Drivers tired of the same-old, same-old will be able to test out an unconventional interchange at the Jane Addams Tollway (I-90) and Elmhurst Road once it's completed in 2016.
The atypical design, called a diverging diamond interchange, was first introduced in the United States in 2009 in Missouri.
A diverging diamond interchange is intended to allow safer, smoother traffic flow on busy roads that intersect with highways. What will take some getting used to is that it briefly shifts traffic into opposite lanes using signals on bridges or underpasses so that vehicles can turn left onto the highway without facing oncoming cars. Then, traffic is routed back to the right side of the road.
Some drivers at an Illinois tollway open house Thursday in Elk Grove Village were intrigued and some were skeptical. The project is part of a major reconstruction and widening of I-90.
"I can't wait to see how that works," Elk Grove Village resident Don Swiet said, adding he feared traffic backups. "Why not a regular cloverleaf?"
Tollway officials said the project should move traffic more safely and efficiently.

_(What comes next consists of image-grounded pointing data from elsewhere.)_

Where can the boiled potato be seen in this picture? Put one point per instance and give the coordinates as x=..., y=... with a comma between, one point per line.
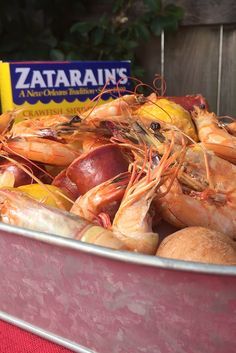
x=199, y=244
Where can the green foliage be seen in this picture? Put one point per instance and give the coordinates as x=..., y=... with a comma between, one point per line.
x=77, y=30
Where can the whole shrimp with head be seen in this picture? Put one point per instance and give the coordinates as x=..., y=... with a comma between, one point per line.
x=213, y=136
x=132, y=225
x=203, y=194
x=36, y=140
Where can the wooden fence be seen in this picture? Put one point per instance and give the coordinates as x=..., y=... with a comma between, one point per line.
x=201, y=56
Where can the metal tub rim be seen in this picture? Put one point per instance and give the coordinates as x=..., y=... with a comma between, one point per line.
x=123, y=256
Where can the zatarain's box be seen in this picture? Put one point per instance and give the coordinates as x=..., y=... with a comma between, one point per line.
x=44, y=88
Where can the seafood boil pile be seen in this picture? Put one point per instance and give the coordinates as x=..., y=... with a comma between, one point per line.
x=113, y=173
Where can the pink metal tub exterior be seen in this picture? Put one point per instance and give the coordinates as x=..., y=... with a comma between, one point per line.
x=92, y=299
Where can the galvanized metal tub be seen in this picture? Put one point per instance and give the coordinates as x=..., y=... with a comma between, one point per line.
x=92, y=299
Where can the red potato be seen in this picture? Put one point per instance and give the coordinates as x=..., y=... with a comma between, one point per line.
x=65, y=184
x=199, y=244
x=96, y=166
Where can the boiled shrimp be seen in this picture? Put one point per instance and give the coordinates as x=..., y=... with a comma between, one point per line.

"There will be free-flow movements onto all the ramps which reduces the amount of potential accidents that could happen," tollway senior project manager Hope Garrett said. "The traffic crosses over and travels in the opposite direction than (drivers) are currently used to and then crosses back so all the ramps can be accessed as a simple turn movement."
The Elmhurst Road and I-90 interchange was built in 1958 when much of the traffic flow centered on travel between Chicago and the suburbs. As a result, existing ramps only allow access to and from the east. Now with more diverse traffic patterns and suburb-to-suburb commuting, the interchange will be rebuilt to allow access to and from the west.
The Illinois Department of Transportation is working on two other diverging diamond interchange projects -- one at Route 59 and the Reagan Memorial Tollway (I-88) in Naperville and another on I-57 in downstate Marion.
When the counterintuitive design was introduced in Missouri, it sparked fears it would cause accidents and confuse drivers. But Missouri officials say it's working and has increased safety.